Faşizm kuramını daha iyi kavramak açısından özgün bir bakış açısı sunan metinler.

Düşünür, faşizm ve modern toplumların kültür yaşamı arasındaki ilişkiyi irdelediği gibi, tarih felsefesinin sınırlarını da tartışıyor.

Benjamin, yaşadığımız tarihsel sürecin olumsuzlukları karşısında neler yapacağımızı, özgürleşmek ve tarihin akışına etkide bulunabilmek için neler yapılabileceğini irdeliyor ve bunu yaparken de Alman faşizminin kuramlarındaki “Faşizm” olgusunu açıklığa kavuşturmaya çalışıyor.

Benjamin’e göre, faşizmin oluşumu da, topluma kendini kabul ettirebilmesi de, modern toplumların kültür yaşamının kendi işleyişinden ve işlevlerinden yararlanarak olmaktadır.

Kitabın diğer zenginliği de Ünsal Oskay hocamızın kapsamlı giriş yazısı barındırması.

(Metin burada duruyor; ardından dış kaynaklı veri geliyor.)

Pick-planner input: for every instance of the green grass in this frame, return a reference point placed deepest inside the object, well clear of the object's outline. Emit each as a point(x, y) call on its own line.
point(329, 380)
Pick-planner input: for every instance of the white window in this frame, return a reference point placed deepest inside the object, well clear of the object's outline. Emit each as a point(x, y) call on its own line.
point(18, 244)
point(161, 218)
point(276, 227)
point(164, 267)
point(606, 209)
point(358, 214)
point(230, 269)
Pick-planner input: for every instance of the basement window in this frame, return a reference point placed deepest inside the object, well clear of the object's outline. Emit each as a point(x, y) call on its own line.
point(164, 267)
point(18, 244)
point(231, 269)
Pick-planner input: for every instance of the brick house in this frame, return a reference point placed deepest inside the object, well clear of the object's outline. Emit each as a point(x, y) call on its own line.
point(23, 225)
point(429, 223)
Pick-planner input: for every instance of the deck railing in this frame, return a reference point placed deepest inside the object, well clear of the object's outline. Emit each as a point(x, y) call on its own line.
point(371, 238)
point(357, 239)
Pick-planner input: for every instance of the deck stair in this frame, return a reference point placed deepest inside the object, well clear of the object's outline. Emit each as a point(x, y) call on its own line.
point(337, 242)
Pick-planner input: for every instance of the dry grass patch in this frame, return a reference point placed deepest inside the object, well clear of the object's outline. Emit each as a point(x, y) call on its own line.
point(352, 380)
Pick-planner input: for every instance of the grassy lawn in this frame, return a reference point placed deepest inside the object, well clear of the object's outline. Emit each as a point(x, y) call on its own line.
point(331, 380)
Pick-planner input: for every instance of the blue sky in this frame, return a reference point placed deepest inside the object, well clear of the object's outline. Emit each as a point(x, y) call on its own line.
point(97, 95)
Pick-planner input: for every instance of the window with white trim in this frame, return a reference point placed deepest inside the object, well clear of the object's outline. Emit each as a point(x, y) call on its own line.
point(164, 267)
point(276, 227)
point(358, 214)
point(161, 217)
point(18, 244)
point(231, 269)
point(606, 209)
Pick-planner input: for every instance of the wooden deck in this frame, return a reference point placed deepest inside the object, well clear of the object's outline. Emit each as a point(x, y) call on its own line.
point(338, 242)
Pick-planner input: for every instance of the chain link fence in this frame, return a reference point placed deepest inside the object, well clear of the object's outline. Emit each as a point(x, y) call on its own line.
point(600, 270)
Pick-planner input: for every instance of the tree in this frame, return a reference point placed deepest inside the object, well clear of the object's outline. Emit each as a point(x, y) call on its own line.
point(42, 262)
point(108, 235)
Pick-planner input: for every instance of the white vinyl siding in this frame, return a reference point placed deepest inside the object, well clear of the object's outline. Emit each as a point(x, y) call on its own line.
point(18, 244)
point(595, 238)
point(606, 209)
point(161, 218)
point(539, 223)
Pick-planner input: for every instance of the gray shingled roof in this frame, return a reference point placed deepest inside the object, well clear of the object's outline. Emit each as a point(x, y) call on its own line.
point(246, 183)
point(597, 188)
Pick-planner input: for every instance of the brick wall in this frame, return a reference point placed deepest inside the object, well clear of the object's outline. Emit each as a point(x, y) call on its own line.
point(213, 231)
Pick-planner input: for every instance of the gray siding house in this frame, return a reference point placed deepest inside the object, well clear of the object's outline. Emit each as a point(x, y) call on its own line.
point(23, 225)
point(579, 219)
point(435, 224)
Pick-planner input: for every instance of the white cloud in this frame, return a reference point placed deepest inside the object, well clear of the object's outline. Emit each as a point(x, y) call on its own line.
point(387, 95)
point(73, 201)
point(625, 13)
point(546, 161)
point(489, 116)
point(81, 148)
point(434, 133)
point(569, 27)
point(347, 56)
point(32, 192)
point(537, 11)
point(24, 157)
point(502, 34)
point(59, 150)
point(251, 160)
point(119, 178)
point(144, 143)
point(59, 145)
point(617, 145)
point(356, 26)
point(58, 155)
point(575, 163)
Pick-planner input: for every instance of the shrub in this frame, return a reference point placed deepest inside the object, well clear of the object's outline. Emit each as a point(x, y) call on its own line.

  • Künye: Walter Benjamin – Estetize Edilmiş Yaşam, derleyen ve çeviren: Ünsal Oskay, İnkılap Kitabevi, siyaset, 176 sayfa, 2015

Kolektif – Estetik ve Politika (2006)

  • ESTETİK VE POLİTİKA, Kolektif, çeviren: Ünsal Oskay, Alkım Yayınları, felsefe, 455 sayfa

‘Estetik ve Politika’ isimli bu derleme, Moskova’da Almanca olarak yayımlanan ve sürgündeki anti-faşist yazarların organı olan Das Worth dergisinde 1938 yılında patlak veren dışavurumculuk tartışmasına ilişkin Bloch, Lukács, Brecht, Benjamin ve Adorno imzalı ünlü metinleri bir araya getiriyor ve sorunu tarihsel bir perspektiften görebilmeyi amaçlıyor. Kitapta, Fredric Jameson’un bu yazılar hakkında kaleme aldığı kapsamlı bir sunumun yanı sıra, Theodor Adorno’nun iki, Ernst Bloch, György Lukacs, Bertolt Brecht ve Walter Benjamin’in de birer yazısı bulunuyor. Kitapta ayrıca, Ahmet Oktay’ın, makalelerin odaklandığı konularla ilgili kaleme aldığı bir yazı da yer alıyor.